Were all this to succeed, it still would not guarantee a successful colonization. The biggest concern is the Moon’s low gravity and it’s effect on the human body. Zero gravity tests in space have shown that constant exposure to this situation causes atrophy in bones and muscles. Without the resistance of gravity, they do not receive the exercise they need to stay strong. All tests have been done in zero gravity situations and scientists are still unsure whether low gravity would still pose the same problems. A rigorous, daily exercise program has been shown to counter some of the effects of the process but is by no means a stand alone solution. This is the biggest challenge faced in colonizing the Moon. No oen yet knows if the Moon’s low gravity will be sufficient to counter these effects as no one has spent the amount of time there that is required to realistically test it. We are still working on an effective way to create acceptable gravity that does not involve spinning the entire structure to obtain the desired result. Such a structure would be quite difficult and costly to build under the Moon’s surface at the current time.
It is all very much worth it as the Moon is rich in elements like carbon and hydrogen. Key ingredients to almost everything on Earth. The uniqueness of pressures when working on the Moon also makes certain industrial processes such as “foaming” metal, much easier than on Earth. A process that involves injecting gases directly into molten metals before they are shaped and hardened. On Earth, it was fraught with difficulty from bubbles formed by the gases but the Moon’s low gravity prevents the bubbles from even forming. This process will be key in engineering the future of space travel, turniong the Moon into our first factory dedicated to space exploration.
Time on the Moon will also give us valuable experience living on another world. Learning the ins and outs of planetary colonization. Overcoming the physical and psychological barriers of being separated from the Earth. Making the future colonization of Mars a much simpler process. Plus, who wouldn’t want to vacation on the Moon? Cruising he border of a crater carved out 50o million years ago while you enjoy the 15 hour sunset. China and India have a proposal to put a base on the lunar surface by 2020. America, not too long after in 2025. That was before the discovery of water and other resources inside the lunar soil. There is a possibility America may attempt to beat China there and obtain first come, first serve “rights” to the majority of resources.

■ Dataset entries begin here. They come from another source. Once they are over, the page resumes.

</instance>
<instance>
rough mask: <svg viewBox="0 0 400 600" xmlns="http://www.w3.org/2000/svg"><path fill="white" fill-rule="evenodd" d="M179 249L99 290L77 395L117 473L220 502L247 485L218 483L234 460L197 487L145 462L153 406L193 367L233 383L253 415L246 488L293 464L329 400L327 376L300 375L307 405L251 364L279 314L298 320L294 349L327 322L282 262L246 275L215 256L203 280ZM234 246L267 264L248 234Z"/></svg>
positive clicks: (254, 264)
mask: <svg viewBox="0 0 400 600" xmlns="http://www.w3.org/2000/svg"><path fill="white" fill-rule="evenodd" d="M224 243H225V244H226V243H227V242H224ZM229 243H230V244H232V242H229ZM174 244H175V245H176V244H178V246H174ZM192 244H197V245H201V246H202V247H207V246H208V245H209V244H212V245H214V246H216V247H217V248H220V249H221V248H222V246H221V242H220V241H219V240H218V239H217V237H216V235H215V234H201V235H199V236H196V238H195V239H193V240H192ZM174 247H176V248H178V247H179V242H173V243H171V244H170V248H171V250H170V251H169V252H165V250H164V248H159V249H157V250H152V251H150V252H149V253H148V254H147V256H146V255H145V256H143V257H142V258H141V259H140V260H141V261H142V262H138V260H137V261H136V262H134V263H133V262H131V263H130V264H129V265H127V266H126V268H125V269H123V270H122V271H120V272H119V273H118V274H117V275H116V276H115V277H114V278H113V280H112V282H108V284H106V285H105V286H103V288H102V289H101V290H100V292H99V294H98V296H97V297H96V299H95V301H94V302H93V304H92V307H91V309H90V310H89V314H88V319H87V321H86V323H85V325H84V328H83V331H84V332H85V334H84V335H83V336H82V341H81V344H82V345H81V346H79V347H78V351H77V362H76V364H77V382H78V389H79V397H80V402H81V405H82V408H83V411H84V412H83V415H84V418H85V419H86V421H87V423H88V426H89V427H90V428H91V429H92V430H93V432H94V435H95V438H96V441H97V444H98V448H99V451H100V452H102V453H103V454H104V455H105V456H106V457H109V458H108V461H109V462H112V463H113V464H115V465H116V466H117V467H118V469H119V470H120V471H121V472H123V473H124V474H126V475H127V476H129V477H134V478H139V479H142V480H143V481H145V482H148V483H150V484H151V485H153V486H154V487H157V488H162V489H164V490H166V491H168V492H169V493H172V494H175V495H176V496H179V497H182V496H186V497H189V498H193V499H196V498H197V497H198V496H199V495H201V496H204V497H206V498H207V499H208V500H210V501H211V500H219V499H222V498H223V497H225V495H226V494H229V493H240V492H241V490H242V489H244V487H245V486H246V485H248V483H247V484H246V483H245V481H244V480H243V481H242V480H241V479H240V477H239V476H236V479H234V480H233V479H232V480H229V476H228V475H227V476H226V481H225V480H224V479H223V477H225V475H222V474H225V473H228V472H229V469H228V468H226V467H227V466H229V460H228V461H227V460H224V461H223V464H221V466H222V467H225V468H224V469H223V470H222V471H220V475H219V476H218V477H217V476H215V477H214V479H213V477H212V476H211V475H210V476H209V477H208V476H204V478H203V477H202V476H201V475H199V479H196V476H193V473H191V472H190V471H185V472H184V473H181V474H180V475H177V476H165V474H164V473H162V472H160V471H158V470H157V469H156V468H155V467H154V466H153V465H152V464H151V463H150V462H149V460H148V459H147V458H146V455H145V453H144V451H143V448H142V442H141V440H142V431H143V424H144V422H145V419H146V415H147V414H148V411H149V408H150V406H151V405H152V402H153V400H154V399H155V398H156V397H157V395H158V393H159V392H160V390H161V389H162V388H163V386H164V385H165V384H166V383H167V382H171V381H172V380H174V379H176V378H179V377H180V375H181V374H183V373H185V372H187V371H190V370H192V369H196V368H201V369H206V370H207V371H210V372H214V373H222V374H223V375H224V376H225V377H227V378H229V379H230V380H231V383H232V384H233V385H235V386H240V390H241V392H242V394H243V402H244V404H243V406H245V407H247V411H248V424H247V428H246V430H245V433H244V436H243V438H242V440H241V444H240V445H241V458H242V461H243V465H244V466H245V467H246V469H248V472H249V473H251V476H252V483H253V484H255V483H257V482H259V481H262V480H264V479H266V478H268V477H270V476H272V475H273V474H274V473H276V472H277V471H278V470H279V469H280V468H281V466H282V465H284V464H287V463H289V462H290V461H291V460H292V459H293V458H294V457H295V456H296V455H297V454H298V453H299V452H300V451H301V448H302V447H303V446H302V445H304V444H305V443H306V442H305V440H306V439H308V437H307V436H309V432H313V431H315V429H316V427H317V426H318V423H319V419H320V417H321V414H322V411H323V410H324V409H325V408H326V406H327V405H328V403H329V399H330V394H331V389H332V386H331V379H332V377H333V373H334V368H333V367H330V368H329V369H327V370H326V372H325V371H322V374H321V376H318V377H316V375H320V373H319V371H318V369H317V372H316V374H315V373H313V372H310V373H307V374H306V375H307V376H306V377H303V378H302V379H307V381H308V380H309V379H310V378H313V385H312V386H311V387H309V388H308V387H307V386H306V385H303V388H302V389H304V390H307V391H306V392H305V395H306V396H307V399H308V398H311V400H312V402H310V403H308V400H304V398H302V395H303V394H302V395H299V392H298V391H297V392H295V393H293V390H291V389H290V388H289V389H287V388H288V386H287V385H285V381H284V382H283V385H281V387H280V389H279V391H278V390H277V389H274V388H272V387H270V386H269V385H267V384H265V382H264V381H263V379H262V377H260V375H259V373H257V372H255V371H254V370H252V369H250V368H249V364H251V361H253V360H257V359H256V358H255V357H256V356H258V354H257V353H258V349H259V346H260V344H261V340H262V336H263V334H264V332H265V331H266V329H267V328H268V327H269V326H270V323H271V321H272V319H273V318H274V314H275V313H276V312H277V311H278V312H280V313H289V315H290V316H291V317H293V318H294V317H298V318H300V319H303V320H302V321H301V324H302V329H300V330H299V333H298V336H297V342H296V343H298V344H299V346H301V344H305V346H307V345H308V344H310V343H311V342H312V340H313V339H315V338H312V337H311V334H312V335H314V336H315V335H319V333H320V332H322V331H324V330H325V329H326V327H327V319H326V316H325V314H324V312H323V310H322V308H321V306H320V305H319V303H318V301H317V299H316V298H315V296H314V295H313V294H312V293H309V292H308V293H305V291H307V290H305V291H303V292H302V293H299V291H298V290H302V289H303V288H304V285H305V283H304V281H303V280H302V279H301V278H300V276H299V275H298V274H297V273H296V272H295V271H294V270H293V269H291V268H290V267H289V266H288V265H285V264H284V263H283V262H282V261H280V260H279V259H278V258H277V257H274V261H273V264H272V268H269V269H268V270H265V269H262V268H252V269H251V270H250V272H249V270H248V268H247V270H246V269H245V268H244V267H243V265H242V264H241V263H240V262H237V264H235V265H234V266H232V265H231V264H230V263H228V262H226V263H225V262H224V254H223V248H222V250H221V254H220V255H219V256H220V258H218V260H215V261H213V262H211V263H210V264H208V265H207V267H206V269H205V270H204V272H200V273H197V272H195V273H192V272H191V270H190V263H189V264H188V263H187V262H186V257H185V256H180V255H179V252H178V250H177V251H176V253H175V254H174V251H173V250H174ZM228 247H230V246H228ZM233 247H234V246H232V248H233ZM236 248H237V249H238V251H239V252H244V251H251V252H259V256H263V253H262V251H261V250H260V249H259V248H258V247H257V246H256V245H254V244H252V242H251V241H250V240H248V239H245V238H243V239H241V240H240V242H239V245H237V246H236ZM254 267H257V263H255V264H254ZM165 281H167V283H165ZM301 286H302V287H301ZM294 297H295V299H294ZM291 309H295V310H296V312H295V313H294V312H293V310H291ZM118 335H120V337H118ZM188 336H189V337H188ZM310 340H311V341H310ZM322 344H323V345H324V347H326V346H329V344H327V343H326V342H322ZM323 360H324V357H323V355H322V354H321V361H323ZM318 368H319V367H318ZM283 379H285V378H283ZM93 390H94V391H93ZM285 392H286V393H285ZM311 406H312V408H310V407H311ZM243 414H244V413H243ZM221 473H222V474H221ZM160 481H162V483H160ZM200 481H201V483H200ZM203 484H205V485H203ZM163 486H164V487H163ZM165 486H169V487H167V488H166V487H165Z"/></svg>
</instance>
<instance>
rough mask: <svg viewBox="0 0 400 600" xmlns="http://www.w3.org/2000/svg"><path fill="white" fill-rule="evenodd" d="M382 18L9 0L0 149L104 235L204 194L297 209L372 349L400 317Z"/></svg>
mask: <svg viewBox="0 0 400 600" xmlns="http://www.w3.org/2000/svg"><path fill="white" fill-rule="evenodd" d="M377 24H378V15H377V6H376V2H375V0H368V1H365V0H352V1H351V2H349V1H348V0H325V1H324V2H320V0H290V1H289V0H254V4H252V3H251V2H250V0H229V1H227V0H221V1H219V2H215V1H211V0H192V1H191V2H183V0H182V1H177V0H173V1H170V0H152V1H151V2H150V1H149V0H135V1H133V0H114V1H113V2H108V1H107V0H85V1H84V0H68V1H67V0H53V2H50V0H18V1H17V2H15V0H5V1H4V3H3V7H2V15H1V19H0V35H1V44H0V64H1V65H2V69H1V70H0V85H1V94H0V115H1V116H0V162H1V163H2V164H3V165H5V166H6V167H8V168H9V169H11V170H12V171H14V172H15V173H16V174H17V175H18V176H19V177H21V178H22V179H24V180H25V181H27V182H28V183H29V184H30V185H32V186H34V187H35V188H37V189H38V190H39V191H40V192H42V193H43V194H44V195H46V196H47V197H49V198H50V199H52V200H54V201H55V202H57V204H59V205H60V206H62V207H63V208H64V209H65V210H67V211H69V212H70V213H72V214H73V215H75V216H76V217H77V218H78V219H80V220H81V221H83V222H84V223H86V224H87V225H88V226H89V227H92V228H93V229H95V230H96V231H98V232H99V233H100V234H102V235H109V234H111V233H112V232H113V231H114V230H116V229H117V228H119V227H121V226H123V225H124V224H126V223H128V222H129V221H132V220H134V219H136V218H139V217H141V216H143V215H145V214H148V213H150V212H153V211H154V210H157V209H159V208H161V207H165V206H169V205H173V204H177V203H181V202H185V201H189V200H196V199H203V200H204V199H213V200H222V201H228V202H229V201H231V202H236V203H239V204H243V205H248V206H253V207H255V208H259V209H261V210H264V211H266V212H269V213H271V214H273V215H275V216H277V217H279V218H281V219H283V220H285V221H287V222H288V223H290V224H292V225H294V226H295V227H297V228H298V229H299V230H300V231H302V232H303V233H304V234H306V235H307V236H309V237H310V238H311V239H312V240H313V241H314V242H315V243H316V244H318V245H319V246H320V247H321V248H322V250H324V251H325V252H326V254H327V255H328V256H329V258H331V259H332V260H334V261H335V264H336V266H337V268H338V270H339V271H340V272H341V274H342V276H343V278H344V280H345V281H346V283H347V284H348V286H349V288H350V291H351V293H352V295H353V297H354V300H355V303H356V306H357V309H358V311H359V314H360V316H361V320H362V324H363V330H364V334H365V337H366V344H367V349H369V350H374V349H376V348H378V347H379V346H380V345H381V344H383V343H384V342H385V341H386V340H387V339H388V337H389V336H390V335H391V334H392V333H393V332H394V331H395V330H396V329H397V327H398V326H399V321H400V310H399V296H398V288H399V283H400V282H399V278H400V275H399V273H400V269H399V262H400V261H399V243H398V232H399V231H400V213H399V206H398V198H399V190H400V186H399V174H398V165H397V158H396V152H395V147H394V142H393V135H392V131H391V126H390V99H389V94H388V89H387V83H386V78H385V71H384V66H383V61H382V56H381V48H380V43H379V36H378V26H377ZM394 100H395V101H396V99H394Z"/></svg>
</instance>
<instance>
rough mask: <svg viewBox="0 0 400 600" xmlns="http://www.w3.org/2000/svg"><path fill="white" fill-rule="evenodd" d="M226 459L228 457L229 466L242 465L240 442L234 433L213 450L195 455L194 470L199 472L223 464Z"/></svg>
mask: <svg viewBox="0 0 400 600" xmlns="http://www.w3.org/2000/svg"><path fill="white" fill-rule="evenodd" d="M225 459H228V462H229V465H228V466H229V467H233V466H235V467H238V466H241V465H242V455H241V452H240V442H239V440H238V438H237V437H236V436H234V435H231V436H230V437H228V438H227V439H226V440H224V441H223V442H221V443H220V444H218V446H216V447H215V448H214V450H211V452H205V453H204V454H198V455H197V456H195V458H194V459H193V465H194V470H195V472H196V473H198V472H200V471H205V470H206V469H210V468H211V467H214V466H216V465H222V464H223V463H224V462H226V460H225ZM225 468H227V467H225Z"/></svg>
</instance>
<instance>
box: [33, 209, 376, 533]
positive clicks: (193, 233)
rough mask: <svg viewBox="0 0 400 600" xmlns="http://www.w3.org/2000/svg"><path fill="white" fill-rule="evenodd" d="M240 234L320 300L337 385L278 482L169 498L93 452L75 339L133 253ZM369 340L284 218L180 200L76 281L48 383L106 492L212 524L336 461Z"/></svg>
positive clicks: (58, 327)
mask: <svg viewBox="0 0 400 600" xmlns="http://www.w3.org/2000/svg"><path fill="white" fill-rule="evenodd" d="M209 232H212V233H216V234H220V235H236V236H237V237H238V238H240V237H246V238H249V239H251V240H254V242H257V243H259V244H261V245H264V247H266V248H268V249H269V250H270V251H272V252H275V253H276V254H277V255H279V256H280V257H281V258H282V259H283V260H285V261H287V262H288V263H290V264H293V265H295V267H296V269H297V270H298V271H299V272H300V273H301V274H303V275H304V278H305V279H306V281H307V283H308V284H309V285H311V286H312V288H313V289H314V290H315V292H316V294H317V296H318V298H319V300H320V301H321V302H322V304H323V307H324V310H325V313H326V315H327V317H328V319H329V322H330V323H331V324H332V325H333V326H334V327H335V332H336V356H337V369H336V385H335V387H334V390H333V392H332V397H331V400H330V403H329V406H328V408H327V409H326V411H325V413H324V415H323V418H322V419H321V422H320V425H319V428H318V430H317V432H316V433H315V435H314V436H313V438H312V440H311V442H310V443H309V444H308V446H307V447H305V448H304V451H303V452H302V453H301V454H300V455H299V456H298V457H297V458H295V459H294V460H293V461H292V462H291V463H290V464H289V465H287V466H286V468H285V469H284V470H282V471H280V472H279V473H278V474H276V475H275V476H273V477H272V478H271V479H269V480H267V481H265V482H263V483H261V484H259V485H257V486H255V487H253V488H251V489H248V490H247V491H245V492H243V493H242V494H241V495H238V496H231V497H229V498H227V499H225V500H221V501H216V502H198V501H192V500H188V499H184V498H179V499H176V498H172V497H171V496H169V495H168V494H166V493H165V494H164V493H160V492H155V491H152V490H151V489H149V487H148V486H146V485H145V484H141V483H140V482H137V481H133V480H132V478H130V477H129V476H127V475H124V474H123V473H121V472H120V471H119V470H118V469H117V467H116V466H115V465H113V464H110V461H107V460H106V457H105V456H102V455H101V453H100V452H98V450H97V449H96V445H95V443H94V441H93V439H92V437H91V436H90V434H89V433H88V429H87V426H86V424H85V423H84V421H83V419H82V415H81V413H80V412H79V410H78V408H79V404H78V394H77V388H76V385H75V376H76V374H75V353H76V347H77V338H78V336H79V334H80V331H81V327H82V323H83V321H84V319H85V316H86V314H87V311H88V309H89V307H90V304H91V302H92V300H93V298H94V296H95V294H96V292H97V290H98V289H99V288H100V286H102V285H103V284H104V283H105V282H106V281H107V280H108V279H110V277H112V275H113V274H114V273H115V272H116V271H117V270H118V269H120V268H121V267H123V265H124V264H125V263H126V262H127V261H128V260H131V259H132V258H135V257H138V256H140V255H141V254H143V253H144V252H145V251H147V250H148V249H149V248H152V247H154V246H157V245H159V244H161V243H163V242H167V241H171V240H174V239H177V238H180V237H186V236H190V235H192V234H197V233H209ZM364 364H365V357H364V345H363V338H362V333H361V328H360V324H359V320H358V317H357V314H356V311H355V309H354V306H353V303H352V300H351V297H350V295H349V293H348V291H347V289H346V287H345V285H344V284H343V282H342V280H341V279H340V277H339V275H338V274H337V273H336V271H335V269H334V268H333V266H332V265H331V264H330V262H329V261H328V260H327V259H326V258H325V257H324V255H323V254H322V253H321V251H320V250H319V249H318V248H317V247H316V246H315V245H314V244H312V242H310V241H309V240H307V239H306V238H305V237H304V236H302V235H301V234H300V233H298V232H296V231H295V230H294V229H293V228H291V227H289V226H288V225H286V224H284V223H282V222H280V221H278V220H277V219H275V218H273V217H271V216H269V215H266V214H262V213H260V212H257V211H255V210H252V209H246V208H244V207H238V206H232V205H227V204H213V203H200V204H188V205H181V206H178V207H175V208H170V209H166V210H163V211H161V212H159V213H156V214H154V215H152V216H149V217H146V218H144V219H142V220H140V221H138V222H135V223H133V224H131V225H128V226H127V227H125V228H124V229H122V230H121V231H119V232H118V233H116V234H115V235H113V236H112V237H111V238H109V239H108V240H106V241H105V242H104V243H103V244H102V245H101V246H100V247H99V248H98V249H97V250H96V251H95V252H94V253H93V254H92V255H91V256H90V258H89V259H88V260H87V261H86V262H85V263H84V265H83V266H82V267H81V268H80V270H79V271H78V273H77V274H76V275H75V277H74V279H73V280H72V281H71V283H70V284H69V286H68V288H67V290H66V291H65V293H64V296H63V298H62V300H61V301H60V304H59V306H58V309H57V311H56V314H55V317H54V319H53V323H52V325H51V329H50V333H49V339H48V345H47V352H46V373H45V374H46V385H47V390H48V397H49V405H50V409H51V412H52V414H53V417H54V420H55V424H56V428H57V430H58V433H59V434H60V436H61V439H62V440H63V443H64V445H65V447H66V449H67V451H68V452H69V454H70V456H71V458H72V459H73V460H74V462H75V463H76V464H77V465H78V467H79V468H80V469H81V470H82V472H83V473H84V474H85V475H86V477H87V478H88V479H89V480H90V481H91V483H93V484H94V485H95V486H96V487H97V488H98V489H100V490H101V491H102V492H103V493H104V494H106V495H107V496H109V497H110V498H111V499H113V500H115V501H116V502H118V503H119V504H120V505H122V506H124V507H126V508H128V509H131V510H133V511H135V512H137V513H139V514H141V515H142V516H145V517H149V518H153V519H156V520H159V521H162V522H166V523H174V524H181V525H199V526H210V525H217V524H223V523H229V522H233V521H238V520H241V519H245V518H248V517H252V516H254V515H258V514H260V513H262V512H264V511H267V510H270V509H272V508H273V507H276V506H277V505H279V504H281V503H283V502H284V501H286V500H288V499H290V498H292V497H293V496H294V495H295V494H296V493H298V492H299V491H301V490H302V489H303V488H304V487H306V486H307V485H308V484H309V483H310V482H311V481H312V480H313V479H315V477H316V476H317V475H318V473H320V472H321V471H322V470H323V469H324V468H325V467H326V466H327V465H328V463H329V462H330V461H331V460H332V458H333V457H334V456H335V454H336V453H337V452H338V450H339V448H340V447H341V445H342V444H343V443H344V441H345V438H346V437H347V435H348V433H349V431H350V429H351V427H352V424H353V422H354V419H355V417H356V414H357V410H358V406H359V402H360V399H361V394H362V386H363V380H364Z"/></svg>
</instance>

The economic “collapse” at the end of the decade was a big setback for NASA and other government programs deemed “non-essential” but lately the government has shown signs of moving back int heir direction. The next decade could be very exciting for fans of colonizing the moon. What do you think? Should America attempt to beat China to a Moon base? If so, what should it’s main purpose be? A launching point for our continued exploration of the solar system? A new land waiting to be colonized and populated by the citizens of the Earth? Or just another large mine to be rummaged til it’s depleted? Personally, I think colonizing the Moon is the first step toward huge things for the human race. A trivial thing to some that could stand as the next major step in our evolution. But, that’s just my opinion. What’s yours?